NAIFA Policy on Insurable Interest & SOLI
Adopted by NAIFA Board May 9, 2006
NAIFA has given substantial consideration to a variety of life insurance practices, known chiefly as SOLI (Stranger Originated Life Insurance), under which typically:
- a policy is issued to a person (the insured or someone with an insurable interest in the insured) who neither provides, nor incurs significant liability with respect to, the resources with which the policy is acquired;
- resources are provided or guaranteed by a person who does not possess an insurable interest in the insured; and
- it is contemplated at inception that sometime after two years from the policy's issuance, the policy is likely to be resold (or will primarily provide benefit) to a person who lacks insurable interest.
NAIFA has concerns about SOLI practices similar to those it holds about so-called IOLI (Investor Owned Life Insurance), in which an entity funded by private investors uses a charity’s rights under insurable interest laws to take out life insurance that would otherwise not be available to that entity or its investors.

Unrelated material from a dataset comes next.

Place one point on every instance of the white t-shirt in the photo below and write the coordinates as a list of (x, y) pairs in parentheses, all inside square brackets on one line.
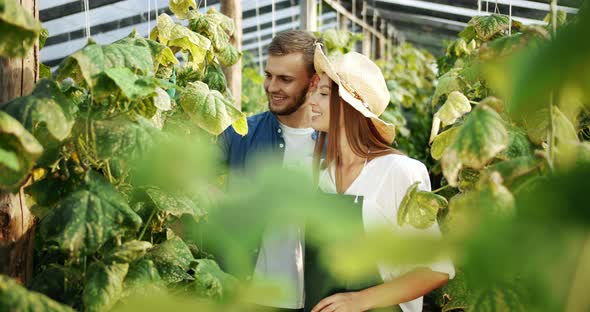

NAIFA believes that IOLI and SOLI arrangements are not consistent with the intended purposes of insurable interest statutes within the various states. These arrangements erode principles designed to ensure that life insurance is used to protect the long-term interest of parties associated with the insured: families, businesses, business associates, and/or charities. NAIFA, in conjunction with the broad life insurance industry, including AALU, NAILBA and ACLI, has consistently opposed the loosening or circumventing of state insurable interest laws to permit those who do not or should not enjoy such an interest to take out insurance on the insured directly or indirectly. If it becomes common practice to take out a life insurance policy with resources provided or guaranteed by those who have no insurable interest in the insured and who expect to control the beneficial ownership of the policy in the future, we believe this will put our product in jeopardy of being taxed under rules more consistent with those now applied to investment products.
By contrast, NAIFA’s insurable interest-related concerns currently do not extend to a situation in which there is: (1) full recourse or adequately collateralized non-recourse premium financing and the intent is for the long-term retention of the policy by one who has an insurable interest in the insured, or (2) a valid life settlement motivated by circumstances arising after the policy issuance.